5. The letter does not mention when the Appellant's father attended the attorney's office and, the Judge asserted that this was inconsistent with the affidavit of the Appellant's father, dated 6 February 2017, which says that he visited on 5 January 2017. However, in my view, this is not necessarily the case. Nor can it necessarily be inferred from the wording of the affidavit that the attorney contacted the local police station on 5 January 2017.

6. There was another letter from Jholey Lal Law Associates which had an address at the bottom of it but it was open to First-tier Tribunal Judge to cast doubt on the reliability of the letter, dated 28 January 2017, on the basis that it did not give an address for the firm. It was also open to him to note that the extract from the Sindh Bar Council only refers to an Abdul Raqaque Channa and says that he practices in Lakarna district and division. No explanation was given at the error of law hearing for the difference in the name on the letters and the name in the extract from the Sindh Bar Council.

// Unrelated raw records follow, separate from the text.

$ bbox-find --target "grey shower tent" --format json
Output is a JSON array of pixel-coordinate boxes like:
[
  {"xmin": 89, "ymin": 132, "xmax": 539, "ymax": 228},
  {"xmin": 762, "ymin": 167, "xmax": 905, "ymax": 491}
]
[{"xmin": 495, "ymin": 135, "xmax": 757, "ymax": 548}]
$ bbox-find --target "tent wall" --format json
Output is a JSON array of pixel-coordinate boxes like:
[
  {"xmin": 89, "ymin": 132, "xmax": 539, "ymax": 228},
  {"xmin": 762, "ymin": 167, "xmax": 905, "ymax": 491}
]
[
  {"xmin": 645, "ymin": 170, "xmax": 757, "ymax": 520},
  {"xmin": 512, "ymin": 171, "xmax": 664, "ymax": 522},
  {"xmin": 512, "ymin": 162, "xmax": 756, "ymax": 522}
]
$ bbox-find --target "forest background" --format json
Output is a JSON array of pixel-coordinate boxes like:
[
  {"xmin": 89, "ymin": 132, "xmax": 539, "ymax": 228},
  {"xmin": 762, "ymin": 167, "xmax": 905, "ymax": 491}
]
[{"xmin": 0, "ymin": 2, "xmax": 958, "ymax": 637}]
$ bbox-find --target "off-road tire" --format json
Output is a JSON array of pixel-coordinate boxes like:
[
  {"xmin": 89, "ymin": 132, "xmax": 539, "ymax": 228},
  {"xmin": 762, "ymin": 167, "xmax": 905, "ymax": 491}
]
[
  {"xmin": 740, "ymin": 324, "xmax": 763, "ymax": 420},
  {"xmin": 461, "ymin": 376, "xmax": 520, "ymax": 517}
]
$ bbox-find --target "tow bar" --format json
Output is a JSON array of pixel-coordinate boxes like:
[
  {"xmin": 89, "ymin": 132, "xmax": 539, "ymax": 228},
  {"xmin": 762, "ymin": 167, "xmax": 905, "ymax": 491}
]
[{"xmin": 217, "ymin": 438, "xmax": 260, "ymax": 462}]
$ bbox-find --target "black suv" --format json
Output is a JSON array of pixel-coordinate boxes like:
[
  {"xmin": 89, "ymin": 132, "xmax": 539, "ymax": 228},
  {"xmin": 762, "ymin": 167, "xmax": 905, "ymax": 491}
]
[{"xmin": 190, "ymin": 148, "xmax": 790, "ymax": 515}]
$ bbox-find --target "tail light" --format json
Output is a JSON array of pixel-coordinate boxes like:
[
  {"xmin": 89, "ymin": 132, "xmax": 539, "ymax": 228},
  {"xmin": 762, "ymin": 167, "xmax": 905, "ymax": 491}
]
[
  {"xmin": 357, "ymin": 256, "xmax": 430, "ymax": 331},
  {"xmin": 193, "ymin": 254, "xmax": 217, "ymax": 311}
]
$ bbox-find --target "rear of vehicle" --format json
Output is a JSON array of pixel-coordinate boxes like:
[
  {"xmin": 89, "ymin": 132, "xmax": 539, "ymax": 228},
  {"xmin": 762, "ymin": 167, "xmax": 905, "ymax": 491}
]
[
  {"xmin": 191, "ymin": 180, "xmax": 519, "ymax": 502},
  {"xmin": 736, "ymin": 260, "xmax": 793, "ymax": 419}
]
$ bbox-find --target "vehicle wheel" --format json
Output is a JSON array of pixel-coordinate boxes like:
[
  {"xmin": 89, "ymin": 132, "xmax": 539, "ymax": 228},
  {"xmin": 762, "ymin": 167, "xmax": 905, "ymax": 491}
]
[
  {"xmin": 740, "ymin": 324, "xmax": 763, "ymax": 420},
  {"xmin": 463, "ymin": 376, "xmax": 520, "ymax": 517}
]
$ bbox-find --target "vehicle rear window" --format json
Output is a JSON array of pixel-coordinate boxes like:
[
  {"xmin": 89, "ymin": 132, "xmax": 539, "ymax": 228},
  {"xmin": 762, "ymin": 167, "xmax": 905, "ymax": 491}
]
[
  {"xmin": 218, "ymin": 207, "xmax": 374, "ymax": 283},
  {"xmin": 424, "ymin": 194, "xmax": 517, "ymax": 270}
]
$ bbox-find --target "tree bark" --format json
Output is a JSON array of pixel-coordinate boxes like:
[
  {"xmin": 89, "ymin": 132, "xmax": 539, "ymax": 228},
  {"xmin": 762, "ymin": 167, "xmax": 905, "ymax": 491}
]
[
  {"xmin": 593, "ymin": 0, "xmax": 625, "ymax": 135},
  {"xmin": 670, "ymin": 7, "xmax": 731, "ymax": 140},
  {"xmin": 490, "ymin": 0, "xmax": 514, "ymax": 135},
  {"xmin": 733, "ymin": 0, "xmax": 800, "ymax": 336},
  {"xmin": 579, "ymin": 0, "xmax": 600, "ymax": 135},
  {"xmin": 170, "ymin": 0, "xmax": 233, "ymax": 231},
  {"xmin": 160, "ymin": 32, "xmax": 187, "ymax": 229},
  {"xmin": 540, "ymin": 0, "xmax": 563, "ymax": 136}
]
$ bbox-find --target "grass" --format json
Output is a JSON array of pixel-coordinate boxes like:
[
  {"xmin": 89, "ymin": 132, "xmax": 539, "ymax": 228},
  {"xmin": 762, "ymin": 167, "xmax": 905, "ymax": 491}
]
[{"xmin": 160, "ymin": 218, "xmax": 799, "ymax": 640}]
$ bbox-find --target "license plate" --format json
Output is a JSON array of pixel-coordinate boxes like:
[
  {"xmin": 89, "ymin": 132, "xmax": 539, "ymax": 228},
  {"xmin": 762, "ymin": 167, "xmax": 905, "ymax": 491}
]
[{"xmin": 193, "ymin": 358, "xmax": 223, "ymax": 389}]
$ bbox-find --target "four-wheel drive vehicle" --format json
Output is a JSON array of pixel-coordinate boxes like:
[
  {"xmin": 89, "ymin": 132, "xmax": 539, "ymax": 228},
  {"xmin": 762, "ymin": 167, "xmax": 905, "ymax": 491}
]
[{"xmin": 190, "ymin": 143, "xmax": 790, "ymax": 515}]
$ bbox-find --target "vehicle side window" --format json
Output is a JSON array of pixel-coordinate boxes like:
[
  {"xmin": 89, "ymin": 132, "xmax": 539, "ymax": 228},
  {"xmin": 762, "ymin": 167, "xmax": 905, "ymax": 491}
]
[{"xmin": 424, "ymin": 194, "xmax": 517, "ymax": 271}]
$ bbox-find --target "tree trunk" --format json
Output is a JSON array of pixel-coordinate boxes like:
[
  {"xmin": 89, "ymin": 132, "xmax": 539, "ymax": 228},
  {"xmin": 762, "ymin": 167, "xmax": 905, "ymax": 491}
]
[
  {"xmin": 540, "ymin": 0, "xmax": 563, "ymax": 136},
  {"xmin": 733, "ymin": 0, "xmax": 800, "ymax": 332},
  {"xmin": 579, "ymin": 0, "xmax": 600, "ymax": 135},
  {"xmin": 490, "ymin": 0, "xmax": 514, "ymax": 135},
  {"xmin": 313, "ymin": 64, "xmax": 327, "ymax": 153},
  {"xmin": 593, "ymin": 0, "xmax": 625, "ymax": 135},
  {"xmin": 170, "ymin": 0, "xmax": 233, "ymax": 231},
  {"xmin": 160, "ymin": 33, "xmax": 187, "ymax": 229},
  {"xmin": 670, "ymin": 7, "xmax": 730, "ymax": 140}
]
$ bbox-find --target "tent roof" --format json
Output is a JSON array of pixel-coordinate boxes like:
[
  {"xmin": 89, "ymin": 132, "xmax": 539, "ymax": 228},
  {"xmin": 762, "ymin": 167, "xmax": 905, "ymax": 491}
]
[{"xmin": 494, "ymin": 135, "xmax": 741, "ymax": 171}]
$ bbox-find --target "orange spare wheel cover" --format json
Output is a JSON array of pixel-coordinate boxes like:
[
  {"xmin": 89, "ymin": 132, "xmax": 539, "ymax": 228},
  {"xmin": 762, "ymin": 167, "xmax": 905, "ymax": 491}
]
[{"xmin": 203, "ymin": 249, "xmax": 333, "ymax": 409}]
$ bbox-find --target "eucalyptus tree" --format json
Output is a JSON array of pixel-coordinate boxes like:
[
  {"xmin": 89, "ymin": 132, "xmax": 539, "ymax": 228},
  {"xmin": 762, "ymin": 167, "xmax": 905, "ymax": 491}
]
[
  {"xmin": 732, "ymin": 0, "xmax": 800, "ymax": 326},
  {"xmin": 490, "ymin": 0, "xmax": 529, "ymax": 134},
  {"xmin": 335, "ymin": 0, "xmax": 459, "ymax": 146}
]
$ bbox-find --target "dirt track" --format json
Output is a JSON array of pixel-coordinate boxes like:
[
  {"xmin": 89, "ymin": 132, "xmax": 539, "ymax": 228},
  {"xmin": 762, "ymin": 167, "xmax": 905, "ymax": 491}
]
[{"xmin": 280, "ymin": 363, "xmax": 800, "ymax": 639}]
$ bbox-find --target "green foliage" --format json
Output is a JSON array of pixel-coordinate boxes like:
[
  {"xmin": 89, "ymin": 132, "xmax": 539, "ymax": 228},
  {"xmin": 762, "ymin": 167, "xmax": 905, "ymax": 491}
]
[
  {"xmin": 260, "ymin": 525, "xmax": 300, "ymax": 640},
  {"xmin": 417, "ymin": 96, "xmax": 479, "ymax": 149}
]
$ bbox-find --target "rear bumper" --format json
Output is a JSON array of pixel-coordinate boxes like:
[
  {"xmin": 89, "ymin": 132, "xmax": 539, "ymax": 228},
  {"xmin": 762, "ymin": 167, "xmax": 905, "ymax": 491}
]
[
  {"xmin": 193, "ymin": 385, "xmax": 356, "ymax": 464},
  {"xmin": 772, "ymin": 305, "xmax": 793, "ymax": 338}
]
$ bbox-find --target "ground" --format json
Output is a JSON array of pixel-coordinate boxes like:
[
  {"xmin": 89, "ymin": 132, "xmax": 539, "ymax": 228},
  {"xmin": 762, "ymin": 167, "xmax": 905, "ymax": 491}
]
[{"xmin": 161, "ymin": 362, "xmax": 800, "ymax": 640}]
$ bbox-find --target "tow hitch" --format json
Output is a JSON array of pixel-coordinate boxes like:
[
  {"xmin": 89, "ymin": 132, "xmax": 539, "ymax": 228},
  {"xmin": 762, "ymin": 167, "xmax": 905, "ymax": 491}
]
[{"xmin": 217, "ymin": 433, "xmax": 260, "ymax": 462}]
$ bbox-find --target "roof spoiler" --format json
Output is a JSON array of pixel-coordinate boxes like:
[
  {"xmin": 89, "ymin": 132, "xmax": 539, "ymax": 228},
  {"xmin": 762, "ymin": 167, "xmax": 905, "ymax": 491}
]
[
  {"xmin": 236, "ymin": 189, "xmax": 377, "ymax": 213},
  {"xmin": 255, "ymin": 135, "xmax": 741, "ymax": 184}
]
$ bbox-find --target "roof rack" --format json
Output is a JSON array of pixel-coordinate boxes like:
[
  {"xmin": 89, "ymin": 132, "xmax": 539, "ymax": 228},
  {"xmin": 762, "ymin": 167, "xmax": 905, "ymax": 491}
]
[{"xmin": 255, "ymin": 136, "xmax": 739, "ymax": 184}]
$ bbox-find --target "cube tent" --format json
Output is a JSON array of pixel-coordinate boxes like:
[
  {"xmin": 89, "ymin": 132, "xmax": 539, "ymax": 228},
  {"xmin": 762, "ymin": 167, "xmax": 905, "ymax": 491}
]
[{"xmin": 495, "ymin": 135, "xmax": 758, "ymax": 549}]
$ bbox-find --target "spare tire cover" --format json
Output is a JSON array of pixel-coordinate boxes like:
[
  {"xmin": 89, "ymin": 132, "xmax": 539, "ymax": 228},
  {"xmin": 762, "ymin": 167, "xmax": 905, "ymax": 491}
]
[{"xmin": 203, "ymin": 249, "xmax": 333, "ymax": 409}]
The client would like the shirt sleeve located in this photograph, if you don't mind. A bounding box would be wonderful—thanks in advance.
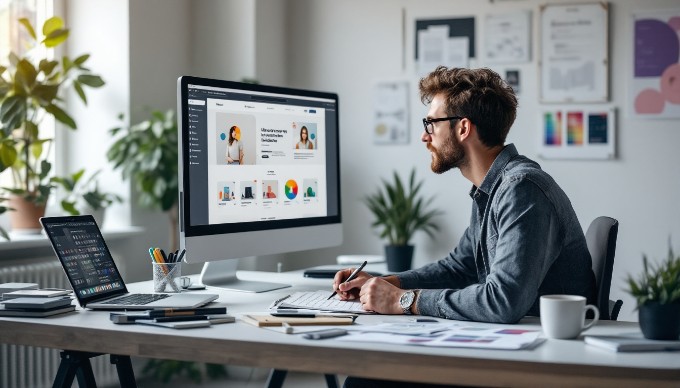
[397,214,477,289]
[404,177,563,323]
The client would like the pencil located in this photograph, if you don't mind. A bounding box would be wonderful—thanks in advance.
[326,260,368,300]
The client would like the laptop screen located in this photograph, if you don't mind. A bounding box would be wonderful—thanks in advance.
[40,215,127,305]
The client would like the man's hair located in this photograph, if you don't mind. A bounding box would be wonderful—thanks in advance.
[419,66,517,147]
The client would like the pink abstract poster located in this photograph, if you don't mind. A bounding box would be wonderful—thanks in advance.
[631,9,680,118]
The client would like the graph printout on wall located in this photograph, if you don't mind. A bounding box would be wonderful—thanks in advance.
[629,8,680,119]
[539,106,616,159]
[540,2,609,103]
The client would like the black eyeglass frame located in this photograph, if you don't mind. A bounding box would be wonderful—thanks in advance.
[423,116,465,135]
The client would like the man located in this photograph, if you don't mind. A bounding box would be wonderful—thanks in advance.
[333,66,595,323]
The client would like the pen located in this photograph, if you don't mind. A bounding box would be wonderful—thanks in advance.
[177,249,187,262]
[326,260,368,300]
[303,329,347,339]
[281,322,295,334]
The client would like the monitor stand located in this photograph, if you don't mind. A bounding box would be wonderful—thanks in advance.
[199,260,290,292]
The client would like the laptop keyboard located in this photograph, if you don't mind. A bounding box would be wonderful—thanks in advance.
[102,294,170,306]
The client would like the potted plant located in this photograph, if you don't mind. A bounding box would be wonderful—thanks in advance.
[106,110,179,250]
[52,169,123,226]
[0,16,104,231]
[364,169,440,272]
[628,244,680,340]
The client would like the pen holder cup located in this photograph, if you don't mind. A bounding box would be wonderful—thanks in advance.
[152,262,182,292]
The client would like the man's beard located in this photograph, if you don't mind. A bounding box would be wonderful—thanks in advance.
[427,136,466,174]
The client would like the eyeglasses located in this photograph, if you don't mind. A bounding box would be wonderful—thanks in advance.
[423,116,463,135]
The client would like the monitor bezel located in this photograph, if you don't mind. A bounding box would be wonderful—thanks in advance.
[177,76,342,237]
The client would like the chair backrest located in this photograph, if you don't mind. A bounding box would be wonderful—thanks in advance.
[586,217,619,320]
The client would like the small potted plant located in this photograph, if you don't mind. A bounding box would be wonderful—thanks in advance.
[52,169,123,227]
[628,247,680,340]
[364,169,440,272]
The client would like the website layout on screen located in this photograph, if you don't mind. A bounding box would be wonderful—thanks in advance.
[188,83,334,225]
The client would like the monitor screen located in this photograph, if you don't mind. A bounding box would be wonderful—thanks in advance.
[178,76,342,292]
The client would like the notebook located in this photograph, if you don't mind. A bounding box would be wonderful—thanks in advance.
[40,215,218,310]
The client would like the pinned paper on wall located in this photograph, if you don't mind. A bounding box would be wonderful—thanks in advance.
[415,17,475,77]
[373,80,410,144]
[629,9,680,119]
[539,3,609,103]
[539,106,616,159]
[484,11,531,63]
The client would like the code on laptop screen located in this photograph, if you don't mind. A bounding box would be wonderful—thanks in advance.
[45,221,125,297]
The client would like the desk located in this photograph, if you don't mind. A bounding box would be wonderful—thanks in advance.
[0,271,680,387]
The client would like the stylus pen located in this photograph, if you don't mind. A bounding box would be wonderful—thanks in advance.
[303,329,347,339]
[326,260,368,300]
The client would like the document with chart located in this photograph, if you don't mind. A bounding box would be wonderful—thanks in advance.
[271,291,373,314]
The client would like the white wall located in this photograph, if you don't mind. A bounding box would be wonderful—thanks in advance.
[278,0,680,320]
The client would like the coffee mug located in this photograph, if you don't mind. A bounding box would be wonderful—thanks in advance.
[541,295,600,339]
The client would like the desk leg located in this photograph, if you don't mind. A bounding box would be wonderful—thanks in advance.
[52,350,99,388]
[111,354,137,388]
[323,375,338,388]
[265,369,288,388]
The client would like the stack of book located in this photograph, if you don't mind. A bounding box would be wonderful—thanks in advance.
[110,306,235,329]
[0,285,76,318]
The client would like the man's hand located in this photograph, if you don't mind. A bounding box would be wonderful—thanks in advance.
[359,278,405,314]
[333,268,372,300]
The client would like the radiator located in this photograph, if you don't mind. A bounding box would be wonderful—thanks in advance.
[0,257,118,388]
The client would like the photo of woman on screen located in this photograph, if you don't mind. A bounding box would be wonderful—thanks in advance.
[295,125,314,150]
[226,125,243,164]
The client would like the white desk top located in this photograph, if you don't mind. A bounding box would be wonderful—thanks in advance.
[0,271,680,385]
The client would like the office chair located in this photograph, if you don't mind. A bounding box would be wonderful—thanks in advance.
[586,216,623,321]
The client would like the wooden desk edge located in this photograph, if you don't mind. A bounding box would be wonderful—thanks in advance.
[0,321,680,387]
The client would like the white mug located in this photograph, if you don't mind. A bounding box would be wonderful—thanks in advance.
[541,295,600,339]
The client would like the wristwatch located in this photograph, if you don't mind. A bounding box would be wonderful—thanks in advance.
[399,290,416,315]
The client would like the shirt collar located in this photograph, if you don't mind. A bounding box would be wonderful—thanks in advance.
[470,144,519,198]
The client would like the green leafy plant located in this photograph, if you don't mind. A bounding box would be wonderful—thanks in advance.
[628,243,680,308]
[106,110,178,249]
[52,169,123,216]
[364,169,440,245]
[0,16,104,233]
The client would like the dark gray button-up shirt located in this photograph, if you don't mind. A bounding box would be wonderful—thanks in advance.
[397,144,595,323]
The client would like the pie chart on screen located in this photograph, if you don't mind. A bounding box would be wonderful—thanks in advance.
[284,179,297,199]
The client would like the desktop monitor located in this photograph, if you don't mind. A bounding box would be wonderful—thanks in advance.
[177,76,342,292]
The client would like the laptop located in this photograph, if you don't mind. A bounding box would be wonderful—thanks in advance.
[40,215,218,310]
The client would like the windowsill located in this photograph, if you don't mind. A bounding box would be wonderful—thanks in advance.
[0,226,144,252]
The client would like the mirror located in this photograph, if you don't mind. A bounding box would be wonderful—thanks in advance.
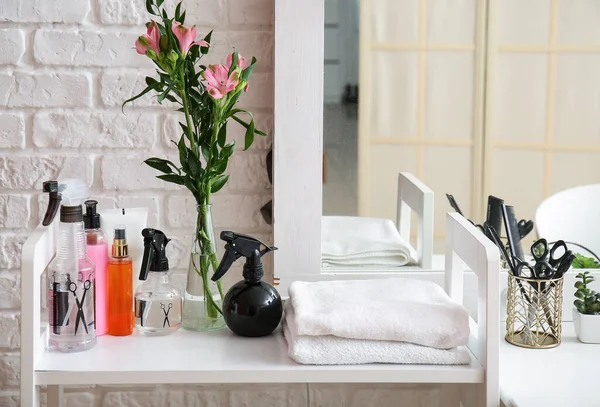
[322,0,600,266]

7. The record of proceedings on my file was difficult to read but I note that the refusal letter made it clear that the Respondent did not believe that the letter, dated 28 January 2017, was an official letter from a legal firm in Karachi. It was also confirmed by the parties' own records of proceedings that the Home Office Presenting Officer had put it to the Appellant at the First-tier Tribunal that lawyers can be paid to write letters which were not accurate. Therefore, whether or not the lack of an address on the letter was out to the Appellant, he was generally on notice that the Respondent did not believe it was a letter which could be relied upon, as required by AM (fair hearing) Sudan [2015] UKUT 00656. The very fact that the Appellant had provided another letter from the Jholey Lal Law Associates with an address on it indicates that he was aware that the lack of an address may go to the credibility of the earlier letter.

8. But I have also taken into account that First-tier Tribunal Judge Hussain made an error of fact in paragraph 17 of his decision when considering the letter from the MQM, dated 21 January 2017. It may well be the case that the Appellant's family had informed the MQM of the difficulties that they were experiencing since the Appellant left Pakistan. But this did not detract from the fact that the letter confirmed that the Appellant had worked with the Party until 2013. This was evidence which was within the knowledge of the Rabita Committee and did not derive from anything it may have been told by the Appellant's family. As a consequence, First-tier Tribunal Judge Hussain should have considered what weight to give to this aspect of the letter.

9. In addition, the fact that the Appellant had asked witnesses to provide evidence to assist him at his appeal does not necessarily render any such evidence self-serving, as was suggested in paragraph 18 of the decision. If this was the case, an appellant would have serious difficulties in succeeding in an appeal where the burden of proof falls upon him.

10. It is also the case that when considering whether there would be a sufficiency of protection for the Appellant in Pakistan and whether he had a well-founded fear of persecution the Judge failed to consider the evidence provided by the Appellant in the context of relevant objective and country evidence contained within pages 102 - 131 of the Appellant's Bundle. In particular, he failed to take into account the information about the Rule of Law provided in paragraphs F1 and F2 of the Freedom House Report Freedom in the World 2019: Pakistan.

11. For all of these reasons I find that First-tier Tribunal Judge Hussain's decision did contain errors of law.

12. The parties agreed, that if an error of law was found, the appeal should be remitted to the First-tier Tribunal due to the extent to which credibility had been in issue in First-tier Tribunal Judge Hussain's decision.


(1) The Appellant's appeal is allowed.

(2) The appeal is remitted to the First-tier Tribunal to be heard de novo before a First-tier Tribunal Judge other than First-tier Tribunal Judge Hussain, Anstis or Gumsley.